Re-engineering Criminal Justice in Richmond

Richmond City Jail. Photo credit: Scott Elmquist, Style Magazine

by James A. Bacon

The average cost for housing an inmate in Virginia’s jails and prisons runs roughly $25,000 a year. Add to that the fact that some jails are antiquated, overcrowded and need replacing. The Richmond City Jail, for instance, designed in the 1960s to hold 856 inmates, is routinely crammed with a number that fluctuates around 1,400. To address the severe overcrowding, the City of Richmond plans to open a new, state-of-the-art facility in 2014 at a cost of $134 million.

But the new hoosegow will be designed for only 1,030, not 1,400. What gives? Won’t it be almost as overcrowded the day it opens? Doesn’t it make sense to build a bigger jail?

Not necessarily. Building a bigger jail would be the easy, brain-dead thing to do. But it wouldn’t necessarily be the right thing — either for the inmates or for Richmond taxpayers.

“The opening of the new jail serves as a catalyst to do things we’ve been thinking about doing for a long time,” Richmond Commonwealth’s Attorney Michael Herring told me for an article I just published in Style Weekly. “It more or less forces our hands.”

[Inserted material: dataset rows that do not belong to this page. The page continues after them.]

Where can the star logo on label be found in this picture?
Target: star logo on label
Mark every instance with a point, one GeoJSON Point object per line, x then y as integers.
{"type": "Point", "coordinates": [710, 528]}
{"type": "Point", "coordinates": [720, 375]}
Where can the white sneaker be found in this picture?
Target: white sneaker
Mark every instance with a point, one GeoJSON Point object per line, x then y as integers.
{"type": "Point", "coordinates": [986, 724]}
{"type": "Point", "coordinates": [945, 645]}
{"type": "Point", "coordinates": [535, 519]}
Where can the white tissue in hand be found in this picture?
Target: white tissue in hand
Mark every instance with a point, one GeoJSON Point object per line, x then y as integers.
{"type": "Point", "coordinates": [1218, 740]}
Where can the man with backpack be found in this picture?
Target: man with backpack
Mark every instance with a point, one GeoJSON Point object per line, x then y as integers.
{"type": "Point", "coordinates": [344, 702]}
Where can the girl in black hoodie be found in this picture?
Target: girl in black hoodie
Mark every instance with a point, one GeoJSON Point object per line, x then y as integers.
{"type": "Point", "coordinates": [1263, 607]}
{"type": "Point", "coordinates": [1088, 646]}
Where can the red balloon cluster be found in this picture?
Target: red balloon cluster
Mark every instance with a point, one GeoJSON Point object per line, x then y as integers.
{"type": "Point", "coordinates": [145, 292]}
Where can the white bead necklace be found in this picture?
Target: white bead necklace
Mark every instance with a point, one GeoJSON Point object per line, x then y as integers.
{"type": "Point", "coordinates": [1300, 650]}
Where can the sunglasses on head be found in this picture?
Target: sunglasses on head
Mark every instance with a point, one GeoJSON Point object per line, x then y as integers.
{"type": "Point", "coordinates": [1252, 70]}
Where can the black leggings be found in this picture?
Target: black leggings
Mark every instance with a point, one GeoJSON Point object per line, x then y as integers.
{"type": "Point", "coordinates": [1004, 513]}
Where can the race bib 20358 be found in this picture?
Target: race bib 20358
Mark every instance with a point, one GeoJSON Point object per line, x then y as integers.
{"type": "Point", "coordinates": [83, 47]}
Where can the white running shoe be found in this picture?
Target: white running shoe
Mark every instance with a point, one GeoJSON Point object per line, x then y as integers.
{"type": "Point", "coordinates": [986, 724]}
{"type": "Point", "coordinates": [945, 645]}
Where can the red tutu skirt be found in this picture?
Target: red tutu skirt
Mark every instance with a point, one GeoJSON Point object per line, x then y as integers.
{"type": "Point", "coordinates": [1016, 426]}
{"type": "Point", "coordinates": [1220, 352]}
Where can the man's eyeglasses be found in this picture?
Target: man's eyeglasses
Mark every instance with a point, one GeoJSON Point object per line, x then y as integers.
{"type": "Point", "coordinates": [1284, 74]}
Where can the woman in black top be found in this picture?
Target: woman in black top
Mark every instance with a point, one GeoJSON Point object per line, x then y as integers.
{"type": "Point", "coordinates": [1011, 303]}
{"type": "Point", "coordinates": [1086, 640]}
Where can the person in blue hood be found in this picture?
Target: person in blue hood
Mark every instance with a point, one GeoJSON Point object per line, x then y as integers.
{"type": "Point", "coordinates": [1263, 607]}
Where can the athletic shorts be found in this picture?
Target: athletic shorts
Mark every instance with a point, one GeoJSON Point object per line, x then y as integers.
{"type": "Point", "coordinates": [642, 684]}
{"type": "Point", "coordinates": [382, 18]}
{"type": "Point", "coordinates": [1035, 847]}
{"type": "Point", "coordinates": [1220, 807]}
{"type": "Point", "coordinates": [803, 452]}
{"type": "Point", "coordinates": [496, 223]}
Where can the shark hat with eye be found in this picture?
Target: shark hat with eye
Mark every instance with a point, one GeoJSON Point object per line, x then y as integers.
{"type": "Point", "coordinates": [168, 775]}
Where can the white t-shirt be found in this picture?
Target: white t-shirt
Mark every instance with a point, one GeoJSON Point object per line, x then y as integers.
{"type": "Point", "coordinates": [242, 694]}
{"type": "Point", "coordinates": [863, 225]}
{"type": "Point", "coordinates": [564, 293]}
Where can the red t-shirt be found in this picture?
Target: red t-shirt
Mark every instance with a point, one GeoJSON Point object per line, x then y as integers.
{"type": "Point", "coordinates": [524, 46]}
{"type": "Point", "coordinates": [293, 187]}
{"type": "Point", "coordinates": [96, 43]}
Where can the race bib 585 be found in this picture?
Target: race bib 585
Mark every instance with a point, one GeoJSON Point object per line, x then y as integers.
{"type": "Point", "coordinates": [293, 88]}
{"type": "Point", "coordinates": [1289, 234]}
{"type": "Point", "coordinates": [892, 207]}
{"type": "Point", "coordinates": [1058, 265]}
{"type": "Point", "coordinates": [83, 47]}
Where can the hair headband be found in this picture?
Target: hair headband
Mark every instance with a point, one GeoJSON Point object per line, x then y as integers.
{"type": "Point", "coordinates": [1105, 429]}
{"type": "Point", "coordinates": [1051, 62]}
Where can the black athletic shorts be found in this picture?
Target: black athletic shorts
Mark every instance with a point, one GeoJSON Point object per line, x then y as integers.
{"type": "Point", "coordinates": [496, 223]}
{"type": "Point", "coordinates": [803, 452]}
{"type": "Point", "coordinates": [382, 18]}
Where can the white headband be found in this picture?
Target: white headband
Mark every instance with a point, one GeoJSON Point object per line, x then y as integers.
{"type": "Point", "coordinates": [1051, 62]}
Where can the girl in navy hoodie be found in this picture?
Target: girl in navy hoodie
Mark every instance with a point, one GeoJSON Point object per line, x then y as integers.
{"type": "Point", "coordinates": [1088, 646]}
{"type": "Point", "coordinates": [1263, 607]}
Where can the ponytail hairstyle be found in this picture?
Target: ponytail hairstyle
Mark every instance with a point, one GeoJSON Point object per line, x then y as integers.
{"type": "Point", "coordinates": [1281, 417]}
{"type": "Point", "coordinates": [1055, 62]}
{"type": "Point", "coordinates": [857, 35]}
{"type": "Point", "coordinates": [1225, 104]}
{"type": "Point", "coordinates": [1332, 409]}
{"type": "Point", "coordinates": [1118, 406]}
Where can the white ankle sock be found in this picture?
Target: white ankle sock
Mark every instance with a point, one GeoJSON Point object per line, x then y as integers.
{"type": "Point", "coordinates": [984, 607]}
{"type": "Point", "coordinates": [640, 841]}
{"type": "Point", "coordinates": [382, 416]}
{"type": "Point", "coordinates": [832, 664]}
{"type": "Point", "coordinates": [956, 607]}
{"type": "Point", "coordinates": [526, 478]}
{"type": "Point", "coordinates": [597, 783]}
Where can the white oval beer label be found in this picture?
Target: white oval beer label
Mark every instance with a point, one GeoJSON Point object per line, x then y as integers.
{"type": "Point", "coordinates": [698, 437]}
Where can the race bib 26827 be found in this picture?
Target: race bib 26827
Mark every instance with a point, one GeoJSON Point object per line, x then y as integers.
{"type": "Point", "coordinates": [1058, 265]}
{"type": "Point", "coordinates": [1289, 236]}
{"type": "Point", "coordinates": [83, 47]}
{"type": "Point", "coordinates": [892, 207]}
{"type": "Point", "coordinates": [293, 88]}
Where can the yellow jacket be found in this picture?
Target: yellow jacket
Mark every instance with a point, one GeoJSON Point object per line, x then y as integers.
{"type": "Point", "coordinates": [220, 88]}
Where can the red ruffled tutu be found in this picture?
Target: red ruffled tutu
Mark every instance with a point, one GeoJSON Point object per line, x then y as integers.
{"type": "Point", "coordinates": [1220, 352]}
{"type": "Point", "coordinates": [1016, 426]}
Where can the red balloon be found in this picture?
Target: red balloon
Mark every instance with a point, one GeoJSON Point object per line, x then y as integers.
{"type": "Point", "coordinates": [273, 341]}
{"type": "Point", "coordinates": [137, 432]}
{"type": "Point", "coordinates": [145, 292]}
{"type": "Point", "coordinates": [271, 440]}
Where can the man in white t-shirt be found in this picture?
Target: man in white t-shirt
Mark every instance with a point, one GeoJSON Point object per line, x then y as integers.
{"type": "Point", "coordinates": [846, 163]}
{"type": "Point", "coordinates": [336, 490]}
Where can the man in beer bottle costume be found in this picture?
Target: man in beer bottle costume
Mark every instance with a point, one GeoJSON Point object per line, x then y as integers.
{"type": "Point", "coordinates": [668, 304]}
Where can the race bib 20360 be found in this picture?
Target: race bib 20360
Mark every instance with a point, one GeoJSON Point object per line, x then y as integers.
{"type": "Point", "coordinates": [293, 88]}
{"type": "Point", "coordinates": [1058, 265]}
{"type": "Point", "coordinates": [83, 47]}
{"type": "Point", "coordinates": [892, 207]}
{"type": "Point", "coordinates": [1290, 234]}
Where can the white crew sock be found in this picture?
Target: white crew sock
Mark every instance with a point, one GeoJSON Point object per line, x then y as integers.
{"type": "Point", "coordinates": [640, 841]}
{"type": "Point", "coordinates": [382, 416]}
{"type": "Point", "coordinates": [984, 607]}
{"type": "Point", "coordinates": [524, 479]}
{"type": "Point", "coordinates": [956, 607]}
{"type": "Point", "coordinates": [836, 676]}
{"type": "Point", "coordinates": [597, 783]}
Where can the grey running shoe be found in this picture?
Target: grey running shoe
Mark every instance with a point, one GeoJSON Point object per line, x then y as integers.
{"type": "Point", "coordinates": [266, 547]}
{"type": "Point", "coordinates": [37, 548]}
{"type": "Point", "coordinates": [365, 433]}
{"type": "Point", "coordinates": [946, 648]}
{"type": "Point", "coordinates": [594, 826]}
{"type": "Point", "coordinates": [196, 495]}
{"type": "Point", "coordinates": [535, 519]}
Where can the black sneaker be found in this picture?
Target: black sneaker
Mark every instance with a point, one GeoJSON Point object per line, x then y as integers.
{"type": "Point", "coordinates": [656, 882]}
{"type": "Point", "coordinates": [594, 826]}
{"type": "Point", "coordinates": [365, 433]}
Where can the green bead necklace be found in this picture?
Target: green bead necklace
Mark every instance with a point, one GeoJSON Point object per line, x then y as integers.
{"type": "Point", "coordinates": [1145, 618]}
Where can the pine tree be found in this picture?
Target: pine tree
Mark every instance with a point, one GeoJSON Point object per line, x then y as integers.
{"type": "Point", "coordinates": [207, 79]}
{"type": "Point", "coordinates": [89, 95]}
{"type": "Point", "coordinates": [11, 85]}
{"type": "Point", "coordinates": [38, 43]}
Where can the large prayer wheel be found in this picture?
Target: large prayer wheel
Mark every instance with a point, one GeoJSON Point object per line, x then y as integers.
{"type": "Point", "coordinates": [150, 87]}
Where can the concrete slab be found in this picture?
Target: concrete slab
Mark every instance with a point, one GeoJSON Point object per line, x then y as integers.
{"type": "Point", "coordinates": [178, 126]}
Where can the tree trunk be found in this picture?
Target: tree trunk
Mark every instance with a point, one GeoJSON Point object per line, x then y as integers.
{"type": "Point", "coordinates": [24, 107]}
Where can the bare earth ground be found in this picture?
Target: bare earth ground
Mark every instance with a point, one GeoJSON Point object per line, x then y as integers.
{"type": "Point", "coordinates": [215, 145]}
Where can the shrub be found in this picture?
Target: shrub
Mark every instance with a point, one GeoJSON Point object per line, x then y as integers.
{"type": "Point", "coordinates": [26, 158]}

A task force headed by David Hicks, senior policy advisor to Mayor Dwight Jones, is working on a plan to reduce the city’s inmate population. Although key details still need to be hammered out, the broad outlines are clear enough:

  • Mentally ill. Stop throwing the mentally ill into jail because there’s no other place to put them. It would cost taxpayers half as much money to treat them effectively in the community.
  • Non-violent offenders. Petty thieves, vandals, deadbeat dads and even small-time drug dealers don’t need to spend time in jail. They should be diverted to a “day reporting center” during the day at half the cost.
  • Pre-trial inmates. Re-think the city’s bond policy. Inmates awaiting trial are required to post bond and come up with 10% of the cash themselves. Most don’t have the money, and they spend a week on average taking up jail space while scraping up the money from friends and relatives. Studies show that requiring people to post bond does not make them any more likely to show up in court.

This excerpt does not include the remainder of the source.